Understanding the behavioural difference of PPCA among its homologs in C7 family towards recognition of DXCA

TL;DR

This study investigates why PPCA uniquely binds to DXCA among its homologs by analyzing structural and sequence differences, revealing that recognition is driven by primary sequence and 3D conformation.

Contribution

It introduces a graph-theoretic model based on binding sequences to explain the selective recognition of DXCA by PPCA.

Findings

PPCA uniquely interacts with DXCA among homologs.

Recognition is driven by primary sequence and 3D structure.
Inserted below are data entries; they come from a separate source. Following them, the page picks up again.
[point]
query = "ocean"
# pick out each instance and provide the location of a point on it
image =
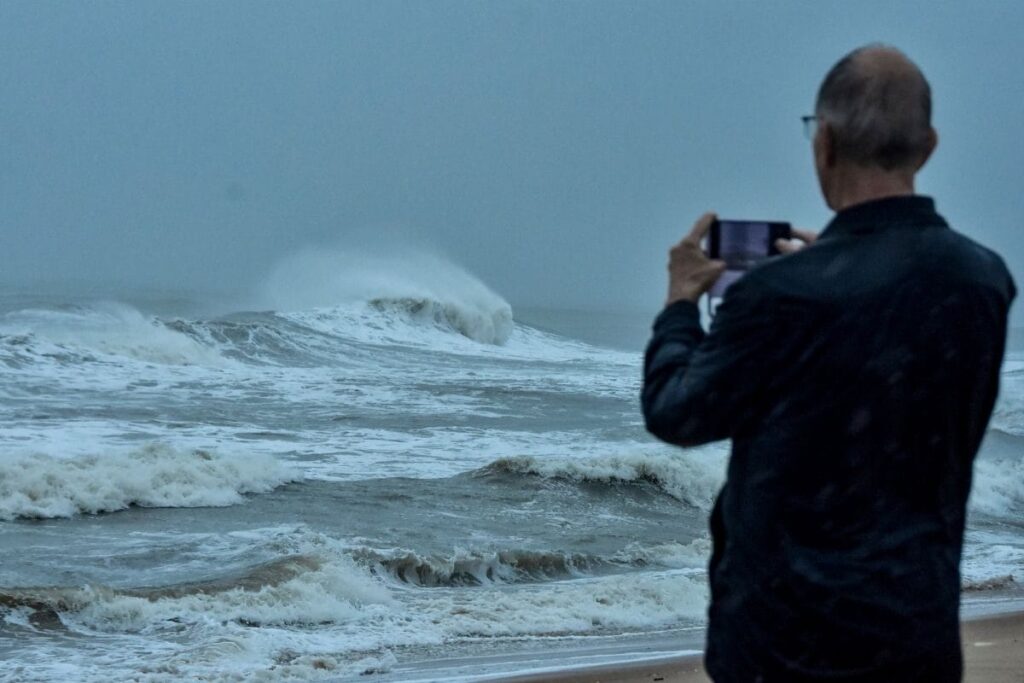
(406, 482)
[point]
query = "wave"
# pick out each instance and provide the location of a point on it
(44, 486)
(691, 476)
(465, 567)
(422, 287)
(79, 334)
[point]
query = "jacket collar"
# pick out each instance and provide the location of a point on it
(903, 211)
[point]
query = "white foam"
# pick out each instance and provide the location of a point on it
(107, 328)
(998, 486)
(42, 485)
(330, 616)
(419, 287)
(692, 476)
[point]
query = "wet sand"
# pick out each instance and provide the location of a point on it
(993, 652)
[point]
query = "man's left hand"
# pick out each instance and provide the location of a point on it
(690, 271)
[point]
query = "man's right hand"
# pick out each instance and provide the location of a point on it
(799, 240)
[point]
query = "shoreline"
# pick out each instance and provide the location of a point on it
(992, 644)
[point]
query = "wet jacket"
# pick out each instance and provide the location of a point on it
(855, 379)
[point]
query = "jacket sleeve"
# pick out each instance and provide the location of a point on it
(698, 387)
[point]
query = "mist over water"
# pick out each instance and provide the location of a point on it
(321, 324)
(376, 469)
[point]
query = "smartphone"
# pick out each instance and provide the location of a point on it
(742, 244)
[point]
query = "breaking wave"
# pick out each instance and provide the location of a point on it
(692, 476)
(465, 567)
(421, 288)
(44, 486)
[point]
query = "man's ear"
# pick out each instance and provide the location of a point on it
(827, 144)
(933, 141)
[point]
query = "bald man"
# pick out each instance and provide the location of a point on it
(855, 378)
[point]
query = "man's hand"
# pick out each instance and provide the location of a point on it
(800, 240)
(690, 271)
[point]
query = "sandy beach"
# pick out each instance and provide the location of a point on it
(993, 652)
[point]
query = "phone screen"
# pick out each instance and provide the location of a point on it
(742, 244)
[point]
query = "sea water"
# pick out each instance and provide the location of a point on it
(388, 477)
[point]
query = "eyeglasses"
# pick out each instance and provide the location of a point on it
(810, 126)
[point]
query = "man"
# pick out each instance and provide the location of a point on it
(855, 378)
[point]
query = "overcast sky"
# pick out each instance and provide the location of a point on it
(553, 148)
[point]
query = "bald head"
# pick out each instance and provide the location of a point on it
(879, 107)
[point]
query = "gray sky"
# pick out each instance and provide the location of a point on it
(554, 148)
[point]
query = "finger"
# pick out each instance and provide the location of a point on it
(700, 228)
(807, 237)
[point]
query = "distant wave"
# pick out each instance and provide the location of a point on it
(690, 476)
(423, 287)
(86, 333)
(43, 486)
(477, 567)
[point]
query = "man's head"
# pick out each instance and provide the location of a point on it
(873, 111)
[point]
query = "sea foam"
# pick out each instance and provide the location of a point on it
(417, 287)
(692, 476)
(41, 485)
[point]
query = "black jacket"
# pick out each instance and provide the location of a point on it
(855, 379)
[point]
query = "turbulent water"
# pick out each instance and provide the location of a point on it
(373, 483)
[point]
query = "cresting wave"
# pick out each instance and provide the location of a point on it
(422, 287)
(43, 486)
(475, 567)
(691, 476)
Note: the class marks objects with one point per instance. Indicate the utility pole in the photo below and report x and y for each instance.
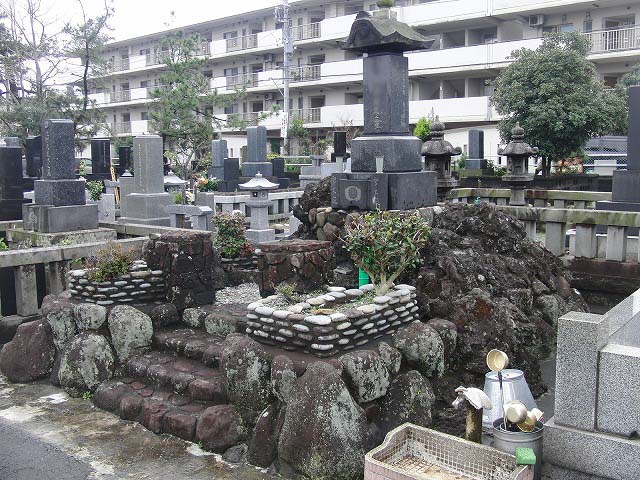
(282, 16)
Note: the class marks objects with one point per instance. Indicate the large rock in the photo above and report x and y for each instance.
(87, 361)
(409, 399)
(324, 435)
(220, 427)
(131, 331)
(247, 370)
(30, 354)
(58, 311)
(263, 444)
(422, 348)
(89, 316)
(367, 375)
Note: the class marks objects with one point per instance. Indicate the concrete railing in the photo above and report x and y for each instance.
(537, 198)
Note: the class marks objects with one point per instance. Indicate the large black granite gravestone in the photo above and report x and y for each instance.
(386, 121)
(11, 199)
(626, 183)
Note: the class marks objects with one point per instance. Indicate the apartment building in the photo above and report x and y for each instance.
(474, 40)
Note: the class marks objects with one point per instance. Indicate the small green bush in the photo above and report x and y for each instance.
(423, 129)
(95, 189)
(231, 239)
(111, 262)
(385, 244)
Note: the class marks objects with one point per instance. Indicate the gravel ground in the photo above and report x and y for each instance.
(245, 293)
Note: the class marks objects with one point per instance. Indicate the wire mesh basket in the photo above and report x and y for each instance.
(412, 452)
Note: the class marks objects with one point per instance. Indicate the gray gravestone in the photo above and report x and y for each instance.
(11, 197)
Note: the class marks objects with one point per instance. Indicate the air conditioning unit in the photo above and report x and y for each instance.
(536, 20)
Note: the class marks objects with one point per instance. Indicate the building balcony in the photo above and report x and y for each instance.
(618, 39)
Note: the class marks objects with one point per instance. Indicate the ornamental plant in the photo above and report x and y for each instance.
(231, 239)
(95, 189)
(208, 184)
(110, 262)
(385, 244)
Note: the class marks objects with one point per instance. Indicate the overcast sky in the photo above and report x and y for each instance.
(140, 17)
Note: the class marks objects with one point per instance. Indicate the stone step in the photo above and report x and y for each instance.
(157, 409)
(177, 374)
(190, 343)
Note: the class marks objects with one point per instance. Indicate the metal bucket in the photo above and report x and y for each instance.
(507, 442)
(515, 388)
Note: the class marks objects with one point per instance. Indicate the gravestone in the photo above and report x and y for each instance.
(386, 149)
(11, 197)
(101, 157)
(257, 153)
(145, 200)
(125, 157)
(625, 195)
(33, 154)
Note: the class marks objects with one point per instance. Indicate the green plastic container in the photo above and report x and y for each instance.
(363, 278)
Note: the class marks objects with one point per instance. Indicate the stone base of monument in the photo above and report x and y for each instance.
(17, 236)
(250, 169)
(68, 218)
(401, 153)
(384, 191)
(59, 192)
(146, 209)
(11, 209)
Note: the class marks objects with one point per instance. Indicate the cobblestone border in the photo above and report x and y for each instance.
(325, 334)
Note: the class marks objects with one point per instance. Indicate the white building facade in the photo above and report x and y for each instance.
(474, 40)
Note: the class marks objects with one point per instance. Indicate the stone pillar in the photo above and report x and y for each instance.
(586, 241)
(26, 290)
(616, 243)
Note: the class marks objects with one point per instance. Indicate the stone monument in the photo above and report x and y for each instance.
(143, 197)
(518, 153)
(11, 196)
(259, 204)
(59, 210)
(626, 183)
(438, 152)
(386, 162)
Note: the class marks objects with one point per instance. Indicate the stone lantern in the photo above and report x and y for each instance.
(438, 152)
(517, 152)
(259, 204)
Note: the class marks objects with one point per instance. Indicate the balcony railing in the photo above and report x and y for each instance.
(305, 32)
(306, 73)
(626, 38)
(242, 80)
(242, 43)
(307, 115)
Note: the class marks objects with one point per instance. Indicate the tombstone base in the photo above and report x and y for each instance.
(59, 192)
(402, 153)
(11, 209)
(250, 169)
(146, 209)
(625, 186)
(38, 239)
(69, 218)
(384, 191)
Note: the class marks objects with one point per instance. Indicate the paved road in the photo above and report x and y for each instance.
(24, 457)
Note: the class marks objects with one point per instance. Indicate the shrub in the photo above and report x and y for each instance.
(423, 129)
(95, 189)
(111, 261)
(231, 239)
(208, 184)
(385, 244)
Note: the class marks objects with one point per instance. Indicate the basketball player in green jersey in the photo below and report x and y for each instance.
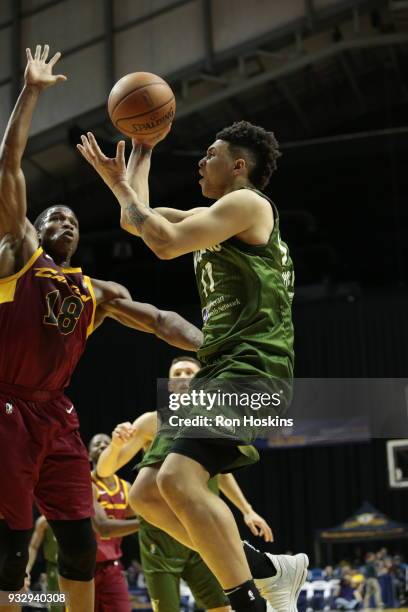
(245, 278)
(44, 536)
(164, 560)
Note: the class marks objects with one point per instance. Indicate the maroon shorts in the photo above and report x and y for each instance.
(42, 460)
(111, 592)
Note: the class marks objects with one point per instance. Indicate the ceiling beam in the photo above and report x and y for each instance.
(186, 108)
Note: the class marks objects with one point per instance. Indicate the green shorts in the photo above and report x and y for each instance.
(165, 562)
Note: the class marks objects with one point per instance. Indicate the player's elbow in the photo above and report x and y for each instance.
(128, 227)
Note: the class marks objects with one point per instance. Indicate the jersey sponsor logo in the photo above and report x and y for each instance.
(198, 255)
(61, 278)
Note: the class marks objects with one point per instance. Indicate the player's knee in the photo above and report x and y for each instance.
(76, 549)
(13, 557)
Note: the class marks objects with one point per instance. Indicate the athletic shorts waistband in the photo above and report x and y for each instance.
(33, 395)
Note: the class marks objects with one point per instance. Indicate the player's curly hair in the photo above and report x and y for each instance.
(261, 145)
(39, 222)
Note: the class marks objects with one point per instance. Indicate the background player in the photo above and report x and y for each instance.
(47, 311)
(164, 560)
(111, 502)
(241, 262)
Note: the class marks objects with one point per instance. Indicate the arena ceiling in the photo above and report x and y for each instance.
(333, 87)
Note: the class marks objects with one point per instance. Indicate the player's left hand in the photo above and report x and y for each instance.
(111, 169)
(258, 526)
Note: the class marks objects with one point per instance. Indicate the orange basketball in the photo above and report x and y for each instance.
(141, 104)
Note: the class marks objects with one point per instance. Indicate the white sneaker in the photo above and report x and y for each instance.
(282, 591)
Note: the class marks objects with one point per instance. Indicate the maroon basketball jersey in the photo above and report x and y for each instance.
(114, 502)
(46, 315)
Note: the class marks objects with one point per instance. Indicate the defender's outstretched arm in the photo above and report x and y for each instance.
(13, 205)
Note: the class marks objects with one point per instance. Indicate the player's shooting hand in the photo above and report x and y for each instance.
(122, 434)
(111, 169)
(258, 526)
(38, 72)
Graph models differentiate PPCA from homologs.

Abstract

Among all the proteins of Periplasmic C type cytochrome A (PPCA) family obtained from cytochrome C7 found in Geobacter sulfurreducens, PPCA protein can interact with Deoxycholate (DXCA), while its other homologs do not, as observed from the crystal structures. Utilizing the concept of 'structure-function relationship', an effort has been initiated towards understanding the driving force for recognition of DXCA exclusively by PPCA among its homologs. Further, a combinatorial analysis of the binding sequences (contiguous sequence of amino acid residues of binding locations) is performed to build graph-theoretic models, which show that PPCA differs from its homologues. Analysis of the results suggests that the underlying impetus of recognition of DXCA by PPCA is embedded in its primary sequence and 3D conformation.